The 12 Days Of Christmas

Christmas is more expensive this year.  3.5% more expensive:

Giving the holiday presents of a French hen, a milking maid, a leaping lord or even a partridge in a pear tree is rather unlikely in this day and age. But the gifts from the favorite holiday carol “The 12 Days of Christmas” are lighthearted clues to how the economy is faring.

Over all, prices are fairly stable and not rising precipitously for even the quirkier gifts, according to the Christmas Price Index released for the 28th year by PNC Wealth Management, part of the PNC Financial Services Group. On the down side, the price tag for the eye-popping 364 items and services in each of the song’s verses breaks $100,000 for the first time this year.

Gold, for example — as in the five golden rings — has fallen in price. Those rings (fairly lightweight ones, one would think) come to $645, down from $649.95 last year. Even though gold commodities, an investor haven, have been hovering at record highs recently, the demand for gold at retail has been weakening.

Unsurprisingly, labor costs remained fairly flat.

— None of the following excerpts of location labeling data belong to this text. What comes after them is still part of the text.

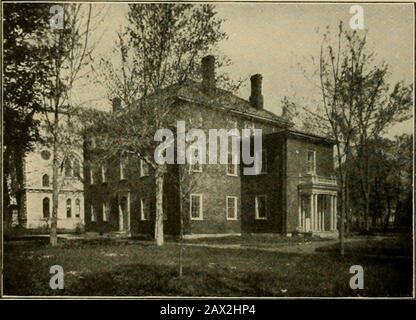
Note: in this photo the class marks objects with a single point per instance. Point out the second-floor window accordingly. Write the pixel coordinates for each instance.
(93, 216)
(46, 207)
(196, 206)
(106, 211)
(232, 168)
(103, 173)
(68, 208)
(144, 168)
(311, 159)
(263, 162)
(91, 176)
(45, 180)
(122, 168)
(261, 207)
(77, 208)
(144, 210)
(231, 208)
(195, 166)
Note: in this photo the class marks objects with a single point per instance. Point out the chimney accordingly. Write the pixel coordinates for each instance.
(256, 98)
(116, 104)
(208, 74)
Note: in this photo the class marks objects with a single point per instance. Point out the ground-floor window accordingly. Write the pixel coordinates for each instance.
(231, 208)
(68, 208)
(261, 207)
(196, 206)
(144, 209)
(165, 207)
(77, 208)
(106, 211)
(46, 207)
(93, 216)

The nine ladies dancing, for example, remained static, at $6,294, the same as last year, according to figures from Philadanco, a dance company in Philadelphia. The 11 pipers piping, at a price of $2,427.60, and 12 drummers drumming, for $2,629.90, were up modestly, about 3 percent. The only unskilled laborers in the verses are the eight maids-a-milking, who are calculated as earning the $7.25 minimum hourly wage. That wage did not rise in 2011 for the second straight year, so their cost stayed the same.

The price tag for one round of gifts is $24,263.18 this year, up $823.80 from last year. Repeating the gifts totaled slightly more than $101,000, a gain of 4.4 percent, also close to the federal price index.

It would be fun to “gift” the 12 days of Christmas one year.